Good morning, class.
It’s National Women’s History Month, and as usual, I’m celebrating through literature! Out of the many, I’ve picked my favorite female authors and poets who have changed the game (and just to be clear, it may be a national holiday, but my picks are global).
These are in no order, and I’ve included their most notable works (and links to previous blog posts, if you want to hear more of my ramblings . . . enter at your own risk).
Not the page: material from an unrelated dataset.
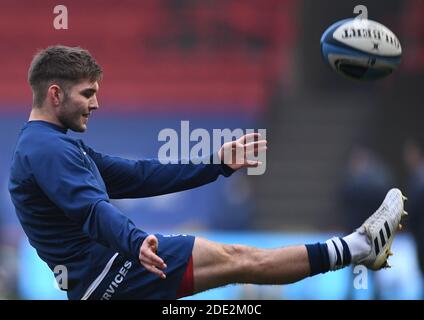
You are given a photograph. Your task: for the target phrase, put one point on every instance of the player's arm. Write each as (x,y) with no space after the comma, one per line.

- Jane Austen: Pride and Prejudice, Sense and Sensibility, Emma, Persuasion
- J. K. Rowling: The Harry Potter Series
- Harper Lee: To Kill a Mockingbird and Go Set a Watchman
- S. E. Hinton: The Outsiders
- Lois Lowry: The Giver and Number the Stars
- The Brontë Sisters: Jane Eyre by Charlotte Brontë, Wuthering Heights by Emily Brontë, and The Tenant of Wildfell Hall by Anne Brontë
- Alice Walker: The Color Purple
- Emily Dickinson: various poetry
- Maya Angelou: I Know Why the Caged Bird Sings and various poetry
- Sylvia Plath: The Bell Jar and various poetry
- Claudia Rankine: Citizen: An American Lyric
- Mary Shelley: Frankenstein
- Elizabeth Bishop: various poetry
- Phillis Wheatley: various poetry
- Mary Wollstonecraft: A Vindication of the Rights of Women
- Virginia Woolf: Mrs. Dalloway, To the Lighthouse, and A Room of One’s Own
- Aphra Behn: Oroonoko: or, the Royal Slave
We all know that this is the tip of the iceberg . . . none of these women were stopped by the male-dominated-ness of the world of literature, and neither were millions of others. So, small as it may be, consider this post an act of feminism.
Happy National Women’s History Month!